As WebRTC implementations and field trials evolve, field experience is telling us there are still a number of open issues to make this technology deployable in the real world and the fact that we would probably do some things differently if we started all over again. As an example, see the recent W3C discussion What is missing for building (WebRTC) real services or Quobis‘ CTO post on WebRTC use of SDP.
Tim Panton, contextual communications consultant at Westhawk Ltd, has gone through some of these issues. During the last couple of years we had the chance to run some workshops together and have some good discussions in the IETF and W3C context. Tim’s expertise is very valuable and I thought it would be a good idea to have him here to share some of his experiences with our readers. It ended up as a rant.
{“intro-by”,”victor”}
The worst of all worlds or why compromise can be a bad idea (by Tim Panton)

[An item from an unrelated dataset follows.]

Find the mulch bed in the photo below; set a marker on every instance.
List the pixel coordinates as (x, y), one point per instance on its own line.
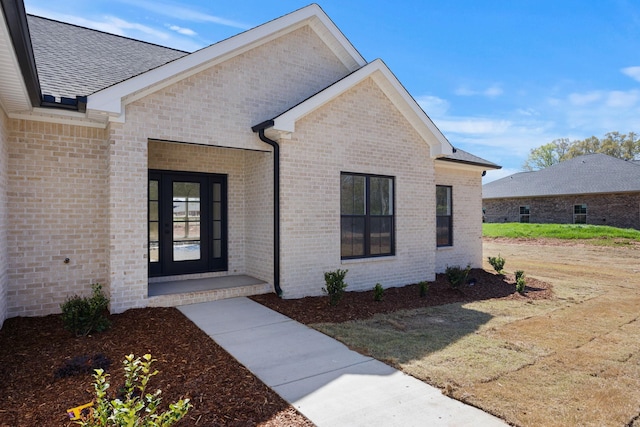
(191, 364)
(361, 305)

Let’s be honest, this is a rant. Hopefully measured and well informed, but a rant none the less.
I’ve been working on WebRTC since before it existed. Embedding realtime voice and data into webpages has been what I’ve been obsessed with for the last 5 years. The weird thing is that despite the huge success of reaching 1 billion webRTC devices, it hasn’t got any easier.
Why – principally the decision by the IETF WG to support what I call ‘future legacy interop’ but more on that in a moment.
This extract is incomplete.